Rep:Mod:experiment1clabreport
Title
Comprehensive enantioselective epoxidation of alkenes mediated by Jacobsen's catalyst and Shi's catalyst.
Abstract
Catalytic asymmetrical epoxidation of alkenes furnish valuable alcohol-containing molecules in high enantiomeric purity.
These transformations, however, require high catalyst loadings (20–30 mol%) and long reaction times (2–5 days).

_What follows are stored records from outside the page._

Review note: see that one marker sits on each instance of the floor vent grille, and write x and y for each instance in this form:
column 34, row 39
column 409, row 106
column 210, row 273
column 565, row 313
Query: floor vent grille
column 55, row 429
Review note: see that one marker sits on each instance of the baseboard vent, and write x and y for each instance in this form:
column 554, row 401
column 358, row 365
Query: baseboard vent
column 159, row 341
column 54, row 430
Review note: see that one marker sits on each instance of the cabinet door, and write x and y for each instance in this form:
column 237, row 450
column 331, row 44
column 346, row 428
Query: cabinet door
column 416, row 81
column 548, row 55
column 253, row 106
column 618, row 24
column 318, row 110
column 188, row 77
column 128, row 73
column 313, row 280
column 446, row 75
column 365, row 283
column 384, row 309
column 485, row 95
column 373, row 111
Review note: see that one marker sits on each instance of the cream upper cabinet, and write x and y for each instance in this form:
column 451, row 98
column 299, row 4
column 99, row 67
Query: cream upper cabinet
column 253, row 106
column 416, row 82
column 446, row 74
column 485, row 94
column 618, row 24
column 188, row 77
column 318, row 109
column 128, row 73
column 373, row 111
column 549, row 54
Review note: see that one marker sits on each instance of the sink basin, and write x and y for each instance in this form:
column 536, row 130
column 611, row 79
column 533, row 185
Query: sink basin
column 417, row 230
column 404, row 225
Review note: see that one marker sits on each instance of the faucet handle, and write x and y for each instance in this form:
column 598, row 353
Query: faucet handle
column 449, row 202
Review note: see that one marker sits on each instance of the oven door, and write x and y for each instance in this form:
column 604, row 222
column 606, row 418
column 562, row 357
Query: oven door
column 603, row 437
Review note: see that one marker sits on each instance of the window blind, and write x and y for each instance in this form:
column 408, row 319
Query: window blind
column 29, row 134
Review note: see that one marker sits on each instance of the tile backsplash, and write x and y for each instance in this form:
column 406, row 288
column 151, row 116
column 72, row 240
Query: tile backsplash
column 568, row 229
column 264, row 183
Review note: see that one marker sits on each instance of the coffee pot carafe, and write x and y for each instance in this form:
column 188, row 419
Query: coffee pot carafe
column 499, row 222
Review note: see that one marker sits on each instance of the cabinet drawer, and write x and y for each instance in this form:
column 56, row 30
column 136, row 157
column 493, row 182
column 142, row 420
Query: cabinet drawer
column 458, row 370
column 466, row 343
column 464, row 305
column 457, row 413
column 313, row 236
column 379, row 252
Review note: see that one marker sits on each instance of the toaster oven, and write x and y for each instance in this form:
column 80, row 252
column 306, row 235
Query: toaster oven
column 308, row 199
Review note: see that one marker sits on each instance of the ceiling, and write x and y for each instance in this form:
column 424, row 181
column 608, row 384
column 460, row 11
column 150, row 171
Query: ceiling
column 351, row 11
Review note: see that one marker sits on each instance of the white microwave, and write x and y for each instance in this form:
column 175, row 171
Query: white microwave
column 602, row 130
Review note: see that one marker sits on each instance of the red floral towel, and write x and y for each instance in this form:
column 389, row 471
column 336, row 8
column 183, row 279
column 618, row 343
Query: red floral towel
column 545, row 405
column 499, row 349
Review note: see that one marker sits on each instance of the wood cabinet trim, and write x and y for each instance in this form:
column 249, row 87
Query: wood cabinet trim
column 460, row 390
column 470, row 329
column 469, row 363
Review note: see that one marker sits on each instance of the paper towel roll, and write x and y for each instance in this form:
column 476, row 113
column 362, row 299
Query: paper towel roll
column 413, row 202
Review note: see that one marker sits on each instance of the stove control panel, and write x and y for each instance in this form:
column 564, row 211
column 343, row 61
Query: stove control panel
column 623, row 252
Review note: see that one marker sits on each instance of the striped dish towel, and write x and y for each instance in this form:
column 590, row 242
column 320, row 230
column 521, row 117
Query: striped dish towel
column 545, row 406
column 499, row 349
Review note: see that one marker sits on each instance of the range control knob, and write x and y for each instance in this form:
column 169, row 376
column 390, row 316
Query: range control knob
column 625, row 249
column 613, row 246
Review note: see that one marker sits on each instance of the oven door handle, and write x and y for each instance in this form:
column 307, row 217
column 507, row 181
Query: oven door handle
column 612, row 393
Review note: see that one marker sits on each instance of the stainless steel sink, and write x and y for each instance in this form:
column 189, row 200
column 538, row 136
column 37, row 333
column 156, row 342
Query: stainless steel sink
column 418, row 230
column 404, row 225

Here, we report that a counterintuitive strategy involving the use of an achiral co-catalyst structurally similar to the chiral catalyst provides an effective solution to this problem.
A combination of seemingly competitive Lewis basic molecules can function in concert such that one serves as an achiral nucleophilic promoter and the other performs as a chiral Brønsted base.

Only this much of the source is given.